• Crit Care Resusc · Mar 2022

    Membrane-based therapeutic plasma exchange in tertiary care ICU: demographic characteristics and predictors of complications.

    • Mitul P Chavda, Alpesh Patel, and Shailesh Bihari.
    • Intensive Care Unit, Flinders Medical Centre, Adelaide, SA, Australia.
    • Crit Care Resusc. 2022 Mar 7; 24 (1): 434943-49.

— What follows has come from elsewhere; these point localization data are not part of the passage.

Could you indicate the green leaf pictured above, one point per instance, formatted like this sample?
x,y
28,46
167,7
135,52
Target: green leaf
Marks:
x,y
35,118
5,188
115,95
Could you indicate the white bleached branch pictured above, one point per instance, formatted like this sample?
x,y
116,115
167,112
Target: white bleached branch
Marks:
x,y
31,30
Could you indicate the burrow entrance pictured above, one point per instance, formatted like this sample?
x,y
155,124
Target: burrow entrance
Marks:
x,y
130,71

    AbstractIntroduction: Membrane-based therapeutic plasma exchange (mTPE) has been used to treat various diseases in the intensive care unit (ICU) setting. However, there is a lack of clinical data regarding the practice of mTPE from Australian ICUs. Objectives: To determine factors contributing to complications in patients undergoing mTPE in the ICU. Methods: Prospectively collected data for mTPE procedures performed at the ICU of Flinders Medical Centre between April 2014 and December 2020 were analysed. Results: During the study period, 674 mTPE treatments were performed in 140 patients (71 females, 50.7%). Haematological disease (30.4%) was the most common indication for mTPE treatment. Citrate was the most common anticoagulation for mTPE (86.1%), while albumin (42.3%) was the most common replacement fluid. Circuit complications occurred in 18.6% of the total mTPE treatments. On logistical regression analysis, treatment ionised calcium level (odds ratio [OR], 42.2; 95% CI, 1.8-975.0; P = 0.02), male sex (OR, 2.04; 95% CI, 1.04-4; P = 0.04), duration of mTPE treatment (OR, 1.02; 95% CI, 1.01-1.02; P < 0.001) and diagnostic categories (P = 0.03) were predictors of circuit complications. During mTPE treatment, 87.2% of patients did not experience any complications. On logistical regression analysis, replacement fluid type (P = 0.03), lower initial blood flow (OR, 0.9; 95% CI, 0.9-1.0; P = 0.04) and higher exchange volume (OR, 8.9; 95% CI, 1.6-48.7; P = 0.01) were predictors of patient complications. Conclusion: During mTPE, pre-treatment ionised calcium level, male sex, duration of mTPE and diagnostic categories were predictors of circuit complications, while replacement fluid type, initial blood flow and higher exchange volume were predictors of patient complications.© 2022 College of Intensive Care Medicine of Australia and New Zealand.